Autograd failing for sparse matmul at half precision

Hello. I am currently attempting to run a full autocast-ed forward and backward pass over a mostly sparse model (the sparse weights are utilized each in only torch.sparse.mm() calls). However, if I store the weights in coo format, matrix multiplication simply isn’t implemented (at half precision), and for csr, the backward fails without a proper error message:

RuntimeError: sampled_addmm: Expected mat1 and mat2 to have the same dtype, but got Half and Float

Is there anything I can do to utilize autocast with this setup? Note that full-precision sparse training and half-precision dense training both work.
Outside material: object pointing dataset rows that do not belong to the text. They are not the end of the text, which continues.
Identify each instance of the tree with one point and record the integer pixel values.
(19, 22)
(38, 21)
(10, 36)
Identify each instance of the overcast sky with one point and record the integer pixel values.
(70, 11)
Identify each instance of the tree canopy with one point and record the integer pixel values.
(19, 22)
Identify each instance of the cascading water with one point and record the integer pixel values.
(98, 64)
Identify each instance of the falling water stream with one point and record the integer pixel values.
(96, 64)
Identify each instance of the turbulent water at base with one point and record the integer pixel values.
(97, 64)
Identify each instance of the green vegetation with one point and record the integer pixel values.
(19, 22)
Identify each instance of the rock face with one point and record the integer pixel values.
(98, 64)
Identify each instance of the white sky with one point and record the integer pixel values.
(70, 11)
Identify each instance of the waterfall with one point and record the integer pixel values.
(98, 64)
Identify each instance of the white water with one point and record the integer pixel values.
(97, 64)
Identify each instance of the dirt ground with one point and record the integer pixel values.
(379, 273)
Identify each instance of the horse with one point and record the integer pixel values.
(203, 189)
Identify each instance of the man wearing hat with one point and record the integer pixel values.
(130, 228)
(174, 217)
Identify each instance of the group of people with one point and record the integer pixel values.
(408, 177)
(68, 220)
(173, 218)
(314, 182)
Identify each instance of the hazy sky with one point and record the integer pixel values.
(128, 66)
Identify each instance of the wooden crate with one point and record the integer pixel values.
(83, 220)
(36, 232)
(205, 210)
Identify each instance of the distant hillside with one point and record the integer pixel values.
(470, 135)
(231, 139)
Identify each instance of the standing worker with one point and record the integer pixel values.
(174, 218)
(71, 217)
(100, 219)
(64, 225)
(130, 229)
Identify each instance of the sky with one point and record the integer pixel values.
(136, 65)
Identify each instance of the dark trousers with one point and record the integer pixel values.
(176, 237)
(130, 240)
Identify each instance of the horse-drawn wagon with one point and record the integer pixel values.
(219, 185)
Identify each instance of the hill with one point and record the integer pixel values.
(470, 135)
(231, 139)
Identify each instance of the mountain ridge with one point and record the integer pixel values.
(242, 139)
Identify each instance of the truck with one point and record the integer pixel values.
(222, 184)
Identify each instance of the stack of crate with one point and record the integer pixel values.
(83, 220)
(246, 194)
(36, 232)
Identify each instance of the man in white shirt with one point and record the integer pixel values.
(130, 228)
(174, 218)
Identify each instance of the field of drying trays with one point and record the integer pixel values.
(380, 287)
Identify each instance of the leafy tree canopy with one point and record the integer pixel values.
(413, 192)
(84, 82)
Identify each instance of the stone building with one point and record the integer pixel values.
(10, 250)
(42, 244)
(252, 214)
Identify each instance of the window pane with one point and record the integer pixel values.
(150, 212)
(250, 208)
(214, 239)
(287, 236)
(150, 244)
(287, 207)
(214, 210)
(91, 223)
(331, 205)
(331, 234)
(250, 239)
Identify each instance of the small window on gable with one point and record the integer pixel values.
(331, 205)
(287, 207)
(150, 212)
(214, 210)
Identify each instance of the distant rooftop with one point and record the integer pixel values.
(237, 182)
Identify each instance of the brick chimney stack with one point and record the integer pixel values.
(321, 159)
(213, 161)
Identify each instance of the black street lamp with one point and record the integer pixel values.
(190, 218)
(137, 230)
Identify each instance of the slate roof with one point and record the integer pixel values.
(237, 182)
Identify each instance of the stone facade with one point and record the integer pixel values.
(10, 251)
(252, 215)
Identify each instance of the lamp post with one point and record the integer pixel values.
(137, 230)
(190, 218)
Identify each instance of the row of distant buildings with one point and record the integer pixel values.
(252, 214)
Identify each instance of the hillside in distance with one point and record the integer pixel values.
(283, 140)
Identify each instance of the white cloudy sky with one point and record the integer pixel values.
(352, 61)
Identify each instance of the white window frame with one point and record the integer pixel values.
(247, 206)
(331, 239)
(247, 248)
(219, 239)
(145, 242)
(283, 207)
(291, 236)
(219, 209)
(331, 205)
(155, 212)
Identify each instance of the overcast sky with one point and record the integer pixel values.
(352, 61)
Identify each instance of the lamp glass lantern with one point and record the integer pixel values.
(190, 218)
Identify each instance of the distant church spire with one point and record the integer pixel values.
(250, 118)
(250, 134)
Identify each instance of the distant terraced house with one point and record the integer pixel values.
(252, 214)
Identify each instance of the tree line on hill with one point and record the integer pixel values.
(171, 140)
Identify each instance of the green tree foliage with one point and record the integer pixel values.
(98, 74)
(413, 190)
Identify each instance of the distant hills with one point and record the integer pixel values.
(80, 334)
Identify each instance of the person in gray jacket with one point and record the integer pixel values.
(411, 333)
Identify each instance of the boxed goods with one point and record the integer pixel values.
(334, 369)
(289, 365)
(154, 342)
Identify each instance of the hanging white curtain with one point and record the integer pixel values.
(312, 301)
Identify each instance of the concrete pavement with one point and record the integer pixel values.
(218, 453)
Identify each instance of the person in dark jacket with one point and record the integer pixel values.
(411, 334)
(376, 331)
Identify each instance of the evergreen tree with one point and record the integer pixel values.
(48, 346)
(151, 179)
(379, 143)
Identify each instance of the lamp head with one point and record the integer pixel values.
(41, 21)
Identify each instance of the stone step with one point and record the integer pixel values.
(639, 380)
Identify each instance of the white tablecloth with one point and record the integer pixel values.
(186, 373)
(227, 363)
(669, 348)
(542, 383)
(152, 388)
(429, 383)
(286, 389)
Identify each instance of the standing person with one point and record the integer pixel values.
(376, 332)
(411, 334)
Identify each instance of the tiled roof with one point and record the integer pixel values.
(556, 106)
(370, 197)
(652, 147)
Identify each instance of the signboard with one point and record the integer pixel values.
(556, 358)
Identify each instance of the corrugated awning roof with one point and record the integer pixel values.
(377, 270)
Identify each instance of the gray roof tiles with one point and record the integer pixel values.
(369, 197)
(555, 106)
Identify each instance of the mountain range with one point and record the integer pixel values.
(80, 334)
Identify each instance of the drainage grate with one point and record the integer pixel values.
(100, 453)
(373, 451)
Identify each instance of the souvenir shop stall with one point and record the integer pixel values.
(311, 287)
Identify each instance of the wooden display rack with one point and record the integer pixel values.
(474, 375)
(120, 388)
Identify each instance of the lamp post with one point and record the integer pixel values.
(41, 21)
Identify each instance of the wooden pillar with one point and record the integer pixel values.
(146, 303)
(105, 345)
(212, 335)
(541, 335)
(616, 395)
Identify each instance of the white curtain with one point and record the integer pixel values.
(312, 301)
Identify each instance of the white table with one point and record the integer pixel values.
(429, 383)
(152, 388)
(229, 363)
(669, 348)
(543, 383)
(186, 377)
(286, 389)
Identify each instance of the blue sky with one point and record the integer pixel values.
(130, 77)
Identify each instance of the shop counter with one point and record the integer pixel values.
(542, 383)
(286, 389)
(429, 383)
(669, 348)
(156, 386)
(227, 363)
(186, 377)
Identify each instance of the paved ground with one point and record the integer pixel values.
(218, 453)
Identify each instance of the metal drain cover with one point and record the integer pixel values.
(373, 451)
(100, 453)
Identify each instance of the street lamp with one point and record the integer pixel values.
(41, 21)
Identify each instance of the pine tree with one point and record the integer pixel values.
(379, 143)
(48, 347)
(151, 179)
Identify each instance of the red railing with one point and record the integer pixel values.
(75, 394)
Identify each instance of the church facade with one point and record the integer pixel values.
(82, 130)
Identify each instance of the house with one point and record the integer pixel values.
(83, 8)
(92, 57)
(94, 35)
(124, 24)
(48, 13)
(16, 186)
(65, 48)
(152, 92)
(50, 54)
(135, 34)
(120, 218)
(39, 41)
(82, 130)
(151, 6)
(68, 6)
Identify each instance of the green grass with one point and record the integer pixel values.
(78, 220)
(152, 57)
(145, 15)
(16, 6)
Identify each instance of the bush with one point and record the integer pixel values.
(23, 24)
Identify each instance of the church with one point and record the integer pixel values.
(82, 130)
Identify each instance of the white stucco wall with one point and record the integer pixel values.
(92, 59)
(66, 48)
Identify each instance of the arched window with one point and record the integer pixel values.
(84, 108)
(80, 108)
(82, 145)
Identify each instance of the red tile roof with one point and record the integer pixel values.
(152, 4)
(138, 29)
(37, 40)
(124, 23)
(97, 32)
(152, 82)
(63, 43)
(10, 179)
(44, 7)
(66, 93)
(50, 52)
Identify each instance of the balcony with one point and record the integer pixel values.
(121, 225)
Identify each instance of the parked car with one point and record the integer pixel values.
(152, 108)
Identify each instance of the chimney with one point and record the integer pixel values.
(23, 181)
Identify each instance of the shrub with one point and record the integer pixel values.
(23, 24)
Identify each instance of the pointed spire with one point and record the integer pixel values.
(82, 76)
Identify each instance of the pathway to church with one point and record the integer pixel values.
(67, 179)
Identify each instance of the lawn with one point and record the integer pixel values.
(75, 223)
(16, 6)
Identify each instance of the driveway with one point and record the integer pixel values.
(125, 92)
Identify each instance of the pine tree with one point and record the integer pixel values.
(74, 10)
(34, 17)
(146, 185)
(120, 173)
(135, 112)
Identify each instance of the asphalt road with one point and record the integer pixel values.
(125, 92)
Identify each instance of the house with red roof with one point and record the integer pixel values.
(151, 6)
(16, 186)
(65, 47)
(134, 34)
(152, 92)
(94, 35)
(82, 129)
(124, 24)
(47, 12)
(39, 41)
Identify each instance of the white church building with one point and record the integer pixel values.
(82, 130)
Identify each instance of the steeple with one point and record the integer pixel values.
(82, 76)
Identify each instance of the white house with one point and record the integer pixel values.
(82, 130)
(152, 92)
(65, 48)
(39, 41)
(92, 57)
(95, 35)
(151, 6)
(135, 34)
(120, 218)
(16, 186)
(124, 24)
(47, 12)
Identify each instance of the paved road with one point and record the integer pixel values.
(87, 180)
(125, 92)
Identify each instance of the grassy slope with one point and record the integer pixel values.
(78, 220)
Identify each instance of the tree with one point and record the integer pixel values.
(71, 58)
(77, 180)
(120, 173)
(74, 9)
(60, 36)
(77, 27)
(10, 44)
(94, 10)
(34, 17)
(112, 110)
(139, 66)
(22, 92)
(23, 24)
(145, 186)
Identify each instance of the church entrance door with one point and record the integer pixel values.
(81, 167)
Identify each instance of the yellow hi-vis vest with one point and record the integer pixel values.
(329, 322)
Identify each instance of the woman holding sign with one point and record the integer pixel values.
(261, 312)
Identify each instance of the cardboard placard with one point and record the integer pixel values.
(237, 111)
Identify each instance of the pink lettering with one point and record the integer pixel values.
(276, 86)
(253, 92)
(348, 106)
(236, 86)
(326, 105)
A simple reproduction of the printed error is below.

weight = torch.rand(5, 4, device = "cuda", dtype = torch.float32)
weight = (weight * (weight < 0.2)).to_sparse_csr().requires_grad_(True)

inp = torch.rand(4, 3, device = "cuda", dtype = torch.float32, requires_grad = False)

with torch.autocast("cuda", dtype = torch.float16, enabled = True):
	loss = torch.sparse.mm(weight, inp).sum()

loss.backward()

When autocast’s enabled=False, it works fine. When it is formatted to coo instead, it fails on the matmul.

cc @ptrblck

Sparse CSR support is experimental so this issue might be expected. Could you create a GitHub issue for this error assuming you are still seeing it in the latest nightly release, please?

It does remain in the latest nightly release - sure thing.